3. (1,1,1,max_box_per_image(10), 4)의 크기로 Keras의 Input 메소드를 이용해서 정의한 오브젝트를 true_boxes에 대입합니다(왜?...)
4. 모델 아키텍쳐를 불러와서 feature_extractor에 대입합니다. 지원하는 아키텍쳐 종류는 (Inception3, SqueezeNet, MobileNet, Full Yolo, Tiny Yolo, VGG16, ResNet50)입니다.
해당 리뷰에서는 Full Yolo를 사용합니다.
5. 아키텍쳐의 output shape을 grid_h, grid_w에 대입합니다.
코드 실행 결과 (grid_h, grid_w)는 (13, 13)으로 나왔습니다.

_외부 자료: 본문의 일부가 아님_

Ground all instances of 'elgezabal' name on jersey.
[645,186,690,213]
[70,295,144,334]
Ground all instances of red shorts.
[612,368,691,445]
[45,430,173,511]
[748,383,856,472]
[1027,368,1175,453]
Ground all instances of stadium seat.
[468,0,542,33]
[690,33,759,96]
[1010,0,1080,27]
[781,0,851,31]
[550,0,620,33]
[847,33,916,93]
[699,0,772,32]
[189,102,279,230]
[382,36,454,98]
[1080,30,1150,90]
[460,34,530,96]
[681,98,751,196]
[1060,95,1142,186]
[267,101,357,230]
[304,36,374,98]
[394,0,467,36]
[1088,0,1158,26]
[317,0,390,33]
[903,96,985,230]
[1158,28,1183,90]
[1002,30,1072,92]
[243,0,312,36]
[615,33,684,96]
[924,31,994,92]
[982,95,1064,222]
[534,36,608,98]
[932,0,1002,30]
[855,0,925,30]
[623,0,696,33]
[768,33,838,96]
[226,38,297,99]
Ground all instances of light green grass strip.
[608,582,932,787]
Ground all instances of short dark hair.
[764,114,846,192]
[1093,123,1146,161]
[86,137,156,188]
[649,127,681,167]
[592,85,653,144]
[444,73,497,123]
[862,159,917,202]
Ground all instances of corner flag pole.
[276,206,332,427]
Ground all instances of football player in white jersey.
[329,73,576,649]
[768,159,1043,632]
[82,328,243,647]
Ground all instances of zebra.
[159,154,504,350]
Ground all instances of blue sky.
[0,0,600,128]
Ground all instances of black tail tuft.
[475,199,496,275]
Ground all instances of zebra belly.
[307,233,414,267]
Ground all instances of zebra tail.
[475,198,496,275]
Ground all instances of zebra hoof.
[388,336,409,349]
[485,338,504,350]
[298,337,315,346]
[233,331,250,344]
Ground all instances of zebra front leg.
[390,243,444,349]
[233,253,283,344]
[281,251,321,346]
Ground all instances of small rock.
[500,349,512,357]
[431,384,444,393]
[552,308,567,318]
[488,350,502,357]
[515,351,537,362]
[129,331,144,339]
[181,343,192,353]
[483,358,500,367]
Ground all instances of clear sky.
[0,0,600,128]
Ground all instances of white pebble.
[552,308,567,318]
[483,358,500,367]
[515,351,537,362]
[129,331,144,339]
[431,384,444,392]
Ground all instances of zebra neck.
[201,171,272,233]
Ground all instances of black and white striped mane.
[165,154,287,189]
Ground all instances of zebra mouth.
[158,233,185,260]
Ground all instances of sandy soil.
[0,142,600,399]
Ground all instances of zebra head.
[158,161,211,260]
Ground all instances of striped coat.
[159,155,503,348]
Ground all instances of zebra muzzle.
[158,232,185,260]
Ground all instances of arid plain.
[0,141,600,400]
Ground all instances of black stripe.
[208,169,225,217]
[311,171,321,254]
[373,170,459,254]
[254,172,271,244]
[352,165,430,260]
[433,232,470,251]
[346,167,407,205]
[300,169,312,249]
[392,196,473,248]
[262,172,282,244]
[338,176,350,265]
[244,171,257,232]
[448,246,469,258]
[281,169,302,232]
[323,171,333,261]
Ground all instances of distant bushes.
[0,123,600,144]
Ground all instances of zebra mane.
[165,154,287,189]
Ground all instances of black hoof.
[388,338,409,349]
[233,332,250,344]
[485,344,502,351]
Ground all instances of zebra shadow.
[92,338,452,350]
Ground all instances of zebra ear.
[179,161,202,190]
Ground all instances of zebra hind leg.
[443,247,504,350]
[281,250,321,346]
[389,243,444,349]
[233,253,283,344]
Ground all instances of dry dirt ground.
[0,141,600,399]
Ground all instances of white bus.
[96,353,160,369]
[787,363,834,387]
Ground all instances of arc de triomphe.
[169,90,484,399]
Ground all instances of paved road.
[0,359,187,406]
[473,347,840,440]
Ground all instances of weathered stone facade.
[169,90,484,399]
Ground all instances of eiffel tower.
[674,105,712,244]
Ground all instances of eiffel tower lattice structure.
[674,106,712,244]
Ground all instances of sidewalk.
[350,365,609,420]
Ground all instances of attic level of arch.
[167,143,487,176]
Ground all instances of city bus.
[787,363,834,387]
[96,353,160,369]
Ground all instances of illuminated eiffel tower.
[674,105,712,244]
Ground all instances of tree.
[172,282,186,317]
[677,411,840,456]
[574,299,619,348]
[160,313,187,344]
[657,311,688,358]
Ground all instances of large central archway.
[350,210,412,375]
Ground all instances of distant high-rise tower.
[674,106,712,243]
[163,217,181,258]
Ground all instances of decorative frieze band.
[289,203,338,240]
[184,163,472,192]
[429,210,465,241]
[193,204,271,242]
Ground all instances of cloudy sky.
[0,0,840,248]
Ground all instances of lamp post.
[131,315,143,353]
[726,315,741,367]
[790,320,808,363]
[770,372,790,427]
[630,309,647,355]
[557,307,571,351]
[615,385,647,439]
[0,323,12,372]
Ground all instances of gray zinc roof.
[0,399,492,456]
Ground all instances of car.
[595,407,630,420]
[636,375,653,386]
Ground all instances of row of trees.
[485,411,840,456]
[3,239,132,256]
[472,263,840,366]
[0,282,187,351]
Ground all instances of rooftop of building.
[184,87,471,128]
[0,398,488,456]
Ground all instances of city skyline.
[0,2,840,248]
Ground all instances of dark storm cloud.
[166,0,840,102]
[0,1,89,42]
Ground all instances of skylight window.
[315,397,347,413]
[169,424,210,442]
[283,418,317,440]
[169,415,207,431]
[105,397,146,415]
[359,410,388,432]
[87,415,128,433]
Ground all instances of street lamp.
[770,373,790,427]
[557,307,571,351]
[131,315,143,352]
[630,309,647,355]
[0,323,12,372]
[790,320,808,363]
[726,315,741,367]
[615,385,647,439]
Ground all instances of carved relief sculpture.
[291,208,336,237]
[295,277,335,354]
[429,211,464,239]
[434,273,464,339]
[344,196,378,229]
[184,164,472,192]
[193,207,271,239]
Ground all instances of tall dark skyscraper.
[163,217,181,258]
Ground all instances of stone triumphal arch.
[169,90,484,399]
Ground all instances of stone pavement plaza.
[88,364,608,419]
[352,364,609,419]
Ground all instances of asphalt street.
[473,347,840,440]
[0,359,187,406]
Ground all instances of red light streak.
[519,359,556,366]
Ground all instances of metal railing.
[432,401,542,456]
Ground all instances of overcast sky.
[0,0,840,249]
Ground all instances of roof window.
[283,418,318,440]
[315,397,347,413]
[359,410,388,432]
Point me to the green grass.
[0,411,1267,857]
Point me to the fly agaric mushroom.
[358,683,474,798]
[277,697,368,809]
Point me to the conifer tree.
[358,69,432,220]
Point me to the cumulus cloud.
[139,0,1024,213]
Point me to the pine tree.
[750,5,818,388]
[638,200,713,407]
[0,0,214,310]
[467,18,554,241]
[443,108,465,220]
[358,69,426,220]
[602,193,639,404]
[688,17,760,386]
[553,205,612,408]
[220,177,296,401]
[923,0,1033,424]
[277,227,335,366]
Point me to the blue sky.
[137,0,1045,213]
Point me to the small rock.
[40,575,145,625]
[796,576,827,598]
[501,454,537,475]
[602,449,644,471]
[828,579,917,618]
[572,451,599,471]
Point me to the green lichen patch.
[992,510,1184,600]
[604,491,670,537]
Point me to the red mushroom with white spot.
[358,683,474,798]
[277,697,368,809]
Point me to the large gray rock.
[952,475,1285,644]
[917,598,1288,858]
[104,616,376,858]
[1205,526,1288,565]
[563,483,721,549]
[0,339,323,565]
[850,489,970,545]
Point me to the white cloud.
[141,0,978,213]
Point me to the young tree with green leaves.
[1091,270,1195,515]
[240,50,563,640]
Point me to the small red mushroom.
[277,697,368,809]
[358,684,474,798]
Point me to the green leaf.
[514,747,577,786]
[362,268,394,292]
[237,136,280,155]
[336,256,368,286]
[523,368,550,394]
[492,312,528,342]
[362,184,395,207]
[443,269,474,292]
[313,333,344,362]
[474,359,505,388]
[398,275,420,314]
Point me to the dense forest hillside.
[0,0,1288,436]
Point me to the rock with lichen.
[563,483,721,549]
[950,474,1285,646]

6. features에 아키텍쳐가 들어가있는 feature_extractor에서 extract메소드에 input_image를 파라미터로 해서 반환되는 값을 대입합니다. (Why?...)
7. output에 shape을 nb_box * (4+1 + nb_class)만큼을 갖고, kernel_size는 (1,1), stride는 (1,1), padding은 같게하고, initializer는 "lecun_normal"로 하여 conv2d연산을 하고 파라미터는 (6)번에서 얻은 features를 넣습니다.
(1x1 conv인듯 하고, features는 input_image를 넣었을 때, 출력값을 의미하는 것 같습니다.
8. output 값을 출력 shape (grid_h, grid_w, nb_box, 4+1+class)에 맞게 Reshape합니다.
9. 리스트 [output, true_boxes]를 lambda를 이용해서 첫번째 인수로만 갖는 방법을 사용한다.
output = Lambda(lambda args: args[0])([output, self.true_boxes])
왜 이렇게 사용하는지 잘 모르겠다... 어차피 output만 나올건데.. 추가 확인이 필요할 듯...
10. model에 Keras 모델 메소드를 통해서 [input_image, true_boxes]를 입력으로 출력을 output으로 하는 모델을 랩핑하는 듯...
11. layer에 모델의 마지막에서 4번째까지 레이어를 가지고 온다.
12. weights에 layer의 weights를 가져와서 넣어준다.
13. (12)번에서 뽑아낸 weights의 shape만큼 새로운 kernel와 bias를 만들어 초기화한다.
14. (13)번에서 초기화한 weights와 bias로 weights를 넣어준다.
15. 모델 summary()를 출력한다.